According to Mashable, “The trailer for the upcoming Slender Man movie seems to take inspiration from the idea that Slender Man stalks kids and influences them to do terrible, murderous things,” noting the low-budget look of the film (which, at least in some cases, may lend to the appeal of the film). Low budget or not, the trailer for the upcoming movie actually looks pretty decent:
Part of the appeal of Slender Man has to do with the silent anonymity of the character. It is a monster whose frightening appearance is complemented by no grimacing features or growls but instead relies on the eerie power of suggestion in order to make its victims harm themselves and others.
All the more frightening is the fact that this unsettling power of persuasion exhibited in the myth of the character has played out in real life, following a brief moral panic in 2014 surrounding the aforementioned attempted murder in Waukesha, Wisconsin. During the ensuing weeks, similar incidents were reported to somewhat less fanfare from the press, involving a stabbing incident in Cincinnati, Ohio, and a Florida teenager who attempted to burn her family’s home (the associations between these latter incidents and the Slender Man mythos, compared with the murder attempt in Waukesha, is admittedly somewhat vague).
It was similarly suggested that an epidemic of suicides among teenagers and young adults on the Pine Ridge Indian Reservation in 2015 could have been influenced by the Slender Man character. References have been made to a sort of “suicide spirit” in the traditions among the Oglala Sioux tribe, an apparent reference to an entity known as “Walking Sam,” who appears in conjunction with such suicides.
In fact, the Walking Sam stories first emerged several years prior to the appearance or creation of Slender Man, although a few similarities do exist.
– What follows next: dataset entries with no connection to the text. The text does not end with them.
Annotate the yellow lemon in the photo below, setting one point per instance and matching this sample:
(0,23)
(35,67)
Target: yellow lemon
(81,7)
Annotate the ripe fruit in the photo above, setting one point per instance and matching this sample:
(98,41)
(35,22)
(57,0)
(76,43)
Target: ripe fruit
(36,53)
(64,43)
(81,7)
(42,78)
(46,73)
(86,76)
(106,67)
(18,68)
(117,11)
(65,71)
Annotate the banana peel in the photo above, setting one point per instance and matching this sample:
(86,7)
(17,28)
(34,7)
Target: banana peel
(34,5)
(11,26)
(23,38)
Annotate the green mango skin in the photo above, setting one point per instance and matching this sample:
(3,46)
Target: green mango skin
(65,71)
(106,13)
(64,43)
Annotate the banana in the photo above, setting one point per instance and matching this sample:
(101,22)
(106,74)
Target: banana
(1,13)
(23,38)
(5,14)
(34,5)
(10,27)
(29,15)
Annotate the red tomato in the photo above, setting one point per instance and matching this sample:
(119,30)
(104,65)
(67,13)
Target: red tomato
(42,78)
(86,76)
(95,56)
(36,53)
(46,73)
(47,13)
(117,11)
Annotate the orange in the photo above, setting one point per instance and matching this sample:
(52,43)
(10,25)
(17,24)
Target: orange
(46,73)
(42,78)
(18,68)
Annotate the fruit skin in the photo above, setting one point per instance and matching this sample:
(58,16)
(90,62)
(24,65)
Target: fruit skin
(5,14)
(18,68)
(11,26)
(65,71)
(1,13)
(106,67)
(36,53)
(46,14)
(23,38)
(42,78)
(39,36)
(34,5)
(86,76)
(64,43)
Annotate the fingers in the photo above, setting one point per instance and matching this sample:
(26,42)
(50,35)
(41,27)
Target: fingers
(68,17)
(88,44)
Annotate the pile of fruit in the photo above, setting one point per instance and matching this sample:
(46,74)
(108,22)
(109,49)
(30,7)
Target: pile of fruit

Several years ago, I received an email from a Federal Government Agent who had attended a town hall meeting in the region and noted that many residents of the reservation in attendance spoke about the “Walking Sam” character.
“I work for the Federal Government and was at a tribal council meeting in Eagle Butte, South Dakota, a couple of years ago at which an elderly woman complained about Walking Sam,” the gentleman explained. This character was described as being some kind of bad spirit “that was causing teenagers to commit suicide.”
“The physical description of what she described sounded like a Bigfoot-type of entity,” the gentleman wrote in his email to me, further noting that he had shared his description of the incident at the town hall with researcher and cryptozoologist Loren Coleman.
It remains to be seen whether the upcoming Slenderman film will capture all of the nuances of the eerie urban legends that have grown around the character in recent years… although from the looks of the trailer, at least they’re off to a good start.